Sometimes, writes Sunder Katwala, names are important. The title of the social integration strategy launched today by Mayor of London Sadiq Khan is ‘All of Us’. That send a strong signal that the strategy, to be delivered by Deputy Mayor Matthew Ryder, will seek to avoid falling into the familiar trap of the integration debate, which is too often about ‘us and them’, so that integration sounds like it is a question of ‘migrant and minority affairs’ with the occasional nod at the responsibilities of a white British ‘host community’ too.
That won’t make much sense in London. A successful integration strategy for the capital has to be about everybody, or it isn’t really about integration at all. It needs to work for born-and-bred Londoners, who’ve lived here all their lives – white British, black and Asian – as well as newer arrivals to the capital, with different ideas about how they will fit in, depending on whether they have come from Sunderland or Syria. There are a million European nationals in London too, often still discombobulated by Brexit, but maybe more at home in a capital city where many other Londoners seem to be finding it tricky to adjust to that shock too.
Both Sadiq Khan and Communities Secretary Sajid Javid have joked about their common heritage, that “you wait ages for the son of a Pakistani bus driver and then two show up at once.” The same is now true of integration strategies, with Javid’s Integration Green Paper launched earlier this week, commencing a 12-week consultation period with pilots in five areas across England including London’s Waltham Forest.

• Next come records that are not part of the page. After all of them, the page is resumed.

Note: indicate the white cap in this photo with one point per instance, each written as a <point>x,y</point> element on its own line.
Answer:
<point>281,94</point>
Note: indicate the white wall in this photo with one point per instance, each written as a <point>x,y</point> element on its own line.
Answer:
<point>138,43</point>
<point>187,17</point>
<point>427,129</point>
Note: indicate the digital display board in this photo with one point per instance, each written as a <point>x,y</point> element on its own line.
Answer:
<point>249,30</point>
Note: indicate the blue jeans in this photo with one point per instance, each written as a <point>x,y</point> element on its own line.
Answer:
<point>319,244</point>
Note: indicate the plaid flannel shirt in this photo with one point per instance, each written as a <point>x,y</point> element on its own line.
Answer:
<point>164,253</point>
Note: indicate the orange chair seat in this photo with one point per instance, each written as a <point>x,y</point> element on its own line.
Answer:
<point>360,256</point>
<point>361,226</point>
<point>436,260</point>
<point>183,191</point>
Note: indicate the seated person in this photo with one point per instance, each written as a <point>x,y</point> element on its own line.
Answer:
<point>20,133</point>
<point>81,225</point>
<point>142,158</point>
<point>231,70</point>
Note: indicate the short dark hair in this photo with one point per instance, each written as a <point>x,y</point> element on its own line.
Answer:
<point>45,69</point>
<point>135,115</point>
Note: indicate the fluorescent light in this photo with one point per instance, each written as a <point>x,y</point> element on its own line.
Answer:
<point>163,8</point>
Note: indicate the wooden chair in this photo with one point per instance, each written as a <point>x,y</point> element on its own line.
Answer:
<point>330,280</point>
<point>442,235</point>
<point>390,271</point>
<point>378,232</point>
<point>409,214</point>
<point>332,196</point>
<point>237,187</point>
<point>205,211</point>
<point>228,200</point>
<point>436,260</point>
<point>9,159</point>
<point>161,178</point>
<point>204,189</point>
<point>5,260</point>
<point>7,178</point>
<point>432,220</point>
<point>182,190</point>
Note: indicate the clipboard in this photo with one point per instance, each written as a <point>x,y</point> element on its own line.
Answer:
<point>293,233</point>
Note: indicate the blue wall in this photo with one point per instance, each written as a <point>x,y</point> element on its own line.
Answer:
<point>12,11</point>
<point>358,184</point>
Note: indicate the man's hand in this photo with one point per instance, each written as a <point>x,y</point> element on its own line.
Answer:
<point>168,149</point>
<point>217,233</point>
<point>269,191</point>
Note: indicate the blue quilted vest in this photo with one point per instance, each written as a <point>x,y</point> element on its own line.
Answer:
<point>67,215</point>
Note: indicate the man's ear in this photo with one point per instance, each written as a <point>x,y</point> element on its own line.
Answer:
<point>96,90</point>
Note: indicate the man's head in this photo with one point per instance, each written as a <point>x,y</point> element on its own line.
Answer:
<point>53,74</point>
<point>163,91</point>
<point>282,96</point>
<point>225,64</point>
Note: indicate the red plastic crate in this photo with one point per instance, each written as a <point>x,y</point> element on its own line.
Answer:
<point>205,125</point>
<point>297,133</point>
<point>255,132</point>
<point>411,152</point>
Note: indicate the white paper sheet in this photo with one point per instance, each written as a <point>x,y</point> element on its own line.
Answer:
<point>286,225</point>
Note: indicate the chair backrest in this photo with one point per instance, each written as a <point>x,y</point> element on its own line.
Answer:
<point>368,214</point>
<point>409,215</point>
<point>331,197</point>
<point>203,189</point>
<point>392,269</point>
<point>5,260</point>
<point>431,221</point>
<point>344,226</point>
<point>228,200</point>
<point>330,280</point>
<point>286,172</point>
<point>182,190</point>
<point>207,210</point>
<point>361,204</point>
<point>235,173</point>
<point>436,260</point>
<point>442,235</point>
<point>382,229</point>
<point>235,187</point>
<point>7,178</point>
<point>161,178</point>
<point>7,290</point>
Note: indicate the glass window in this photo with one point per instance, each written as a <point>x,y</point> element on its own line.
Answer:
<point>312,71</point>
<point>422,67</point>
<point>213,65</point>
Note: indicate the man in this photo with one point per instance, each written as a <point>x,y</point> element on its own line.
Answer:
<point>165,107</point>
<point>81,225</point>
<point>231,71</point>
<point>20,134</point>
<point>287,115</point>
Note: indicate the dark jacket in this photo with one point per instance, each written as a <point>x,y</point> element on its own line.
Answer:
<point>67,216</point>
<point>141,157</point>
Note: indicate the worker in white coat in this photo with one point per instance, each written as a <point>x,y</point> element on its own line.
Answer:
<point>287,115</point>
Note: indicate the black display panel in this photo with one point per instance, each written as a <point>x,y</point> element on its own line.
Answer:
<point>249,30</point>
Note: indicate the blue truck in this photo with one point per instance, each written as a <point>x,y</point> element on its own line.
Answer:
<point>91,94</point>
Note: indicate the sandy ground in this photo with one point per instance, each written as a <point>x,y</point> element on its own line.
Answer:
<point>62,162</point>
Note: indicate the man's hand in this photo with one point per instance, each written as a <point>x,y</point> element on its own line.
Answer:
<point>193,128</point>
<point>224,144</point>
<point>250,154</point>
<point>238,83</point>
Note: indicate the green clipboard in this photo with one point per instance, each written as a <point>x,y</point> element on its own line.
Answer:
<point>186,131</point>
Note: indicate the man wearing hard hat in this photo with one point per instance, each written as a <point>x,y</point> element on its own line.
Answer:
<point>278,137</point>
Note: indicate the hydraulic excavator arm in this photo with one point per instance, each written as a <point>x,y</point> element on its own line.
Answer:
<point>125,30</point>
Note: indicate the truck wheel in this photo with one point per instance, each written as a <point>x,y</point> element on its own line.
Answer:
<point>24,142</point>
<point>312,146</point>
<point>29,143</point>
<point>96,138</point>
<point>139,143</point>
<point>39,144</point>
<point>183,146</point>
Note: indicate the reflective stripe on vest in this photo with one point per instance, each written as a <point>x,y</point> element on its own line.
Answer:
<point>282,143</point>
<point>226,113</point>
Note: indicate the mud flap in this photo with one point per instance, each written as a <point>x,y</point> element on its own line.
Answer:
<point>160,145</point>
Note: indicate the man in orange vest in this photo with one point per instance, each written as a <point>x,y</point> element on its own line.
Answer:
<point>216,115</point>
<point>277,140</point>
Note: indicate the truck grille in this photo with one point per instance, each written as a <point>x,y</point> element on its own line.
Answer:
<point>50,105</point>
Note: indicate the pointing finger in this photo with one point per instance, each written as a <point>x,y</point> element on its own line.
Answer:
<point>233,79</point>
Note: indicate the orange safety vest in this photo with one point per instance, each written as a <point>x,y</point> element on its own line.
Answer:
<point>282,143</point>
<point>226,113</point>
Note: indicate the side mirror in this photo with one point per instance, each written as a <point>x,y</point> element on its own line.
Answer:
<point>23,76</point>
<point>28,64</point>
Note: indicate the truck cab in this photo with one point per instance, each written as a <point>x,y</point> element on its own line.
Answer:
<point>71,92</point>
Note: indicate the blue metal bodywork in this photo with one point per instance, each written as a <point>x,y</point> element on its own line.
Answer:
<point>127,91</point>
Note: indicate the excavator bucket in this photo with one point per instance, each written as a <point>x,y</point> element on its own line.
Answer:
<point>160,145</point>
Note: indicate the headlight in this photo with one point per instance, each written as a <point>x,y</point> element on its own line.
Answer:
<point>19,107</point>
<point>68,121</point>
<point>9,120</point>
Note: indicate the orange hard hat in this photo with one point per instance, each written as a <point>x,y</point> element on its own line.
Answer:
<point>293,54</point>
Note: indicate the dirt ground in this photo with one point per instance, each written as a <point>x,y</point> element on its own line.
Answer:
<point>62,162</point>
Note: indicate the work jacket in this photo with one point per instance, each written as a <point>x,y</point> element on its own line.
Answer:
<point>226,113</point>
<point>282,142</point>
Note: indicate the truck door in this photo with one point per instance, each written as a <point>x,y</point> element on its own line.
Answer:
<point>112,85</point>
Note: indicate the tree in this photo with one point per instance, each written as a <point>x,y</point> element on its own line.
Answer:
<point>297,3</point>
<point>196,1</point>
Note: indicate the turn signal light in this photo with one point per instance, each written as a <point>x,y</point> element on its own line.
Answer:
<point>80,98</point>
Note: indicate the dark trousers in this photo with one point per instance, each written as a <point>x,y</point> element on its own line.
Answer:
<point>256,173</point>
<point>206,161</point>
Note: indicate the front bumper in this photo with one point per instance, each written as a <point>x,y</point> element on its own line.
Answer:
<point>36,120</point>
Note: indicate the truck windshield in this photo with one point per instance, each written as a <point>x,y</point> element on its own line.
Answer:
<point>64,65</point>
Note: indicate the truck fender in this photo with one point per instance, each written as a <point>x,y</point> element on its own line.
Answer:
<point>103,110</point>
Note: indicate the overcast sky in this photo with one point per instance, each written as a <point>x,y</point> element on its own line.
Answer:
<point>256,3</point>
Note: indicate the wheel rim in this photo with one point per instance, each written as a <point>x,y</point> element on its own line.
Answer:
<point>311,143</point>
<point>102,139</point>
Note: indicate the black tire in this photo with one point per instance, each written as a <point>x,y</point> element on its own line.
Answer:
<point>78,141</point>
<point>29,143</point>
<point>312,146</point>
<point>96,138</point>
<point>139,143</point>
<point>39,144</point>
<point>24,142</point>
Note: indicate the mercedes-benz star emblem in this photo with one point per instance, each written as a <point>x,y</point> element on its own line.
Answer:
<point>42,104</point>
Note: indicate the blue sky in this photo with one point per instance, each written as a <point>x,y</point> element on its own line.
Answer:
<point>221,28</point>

It would be fair to say that Khan has a head start. London has more confidence that we can make integration work fairly for everybody than any other city in Britain and perhaps across Europe too. Yet the capital is also the city of most churn and most change: two hundred thousand people arrive in London from overseas each year and a similar number come to the capital from elsewhere in Britain. While London is a city of migration and of relative affluence it is also a city of class, ethnic, faith and age divides. A proactive strategy for social integration is much needed.
Integration debates often revolve around a stale polarisation between socio-economic inequalities or whether it is cultural identity really matter. Yet being integral to a city must depend on both fair chances and a shared sense of belonging. The social integration approach seeks to fuse these together. The GLA definition has three key components: reducing inequality and promoting fairness and opportunity for all; encouraging active citizenship and community participation; enabling empowerment through positive contact and strong relationships.
That a fourth pillar, improving the evidence base by which to measure success, shows that the Mayor and his Deputy are serious about improving integration rather than, as has so often happened on integration nationally, merely paying lip-service to it. Improving evidence and evaluation will, after all, find out whether they fail as well as providing a yardstick for success.
Making integration about everybody means finding effective methods to mainstream social integration in the delivery of major policy programmes, such as health, housing and transport policies. It will also include programmes that target specific needs, such as seeing universal English fluency as an essential foundation for full social, economic and democratic participation in London; as well as those that focus on all Londoners, such as ensuring that more take-up of sport and volunteering opportunities helps increase contact between people from different backgrounds. It also means balancing initiatives that celebrate integration – for example, projecting citizenship ceremonies as an important rite of passage – and those that tackle the barriers and gaps, including the drivers of extremism and prejudice.
When British Future and London Citizens first called for an Office for Citizenship and Integration in 2016, in our report “Making citizenship matter: why London needs an Office for Citizenship and Integration, we called for a Deputy Mayor with responsibility for promoting citizenship and encouraging greater integration in London. Launching the report today, Matthew Ryder tweeted:
So nice to see them giving us a thumbs up for our social integration strategy launched today: https://t.co/XEi2kaoOdx
— Matthew Ryder (@rydermc) March 16, 2018
In that report we said that the Deputy Mayor should focus on increasing Londoners’ civic participation and generating more contact between people of different backgrounds; and that promoting English language learning and greater take-up of British citizenship for new arrivals should be an important focus of the Office’s work. It’s encouraging to see all of this in the document launched by the Mayor and his Deputy today. Whether the ‘All of Us’ strategy lives up to its name will depend, much like the national integration strategy, on the action that follows.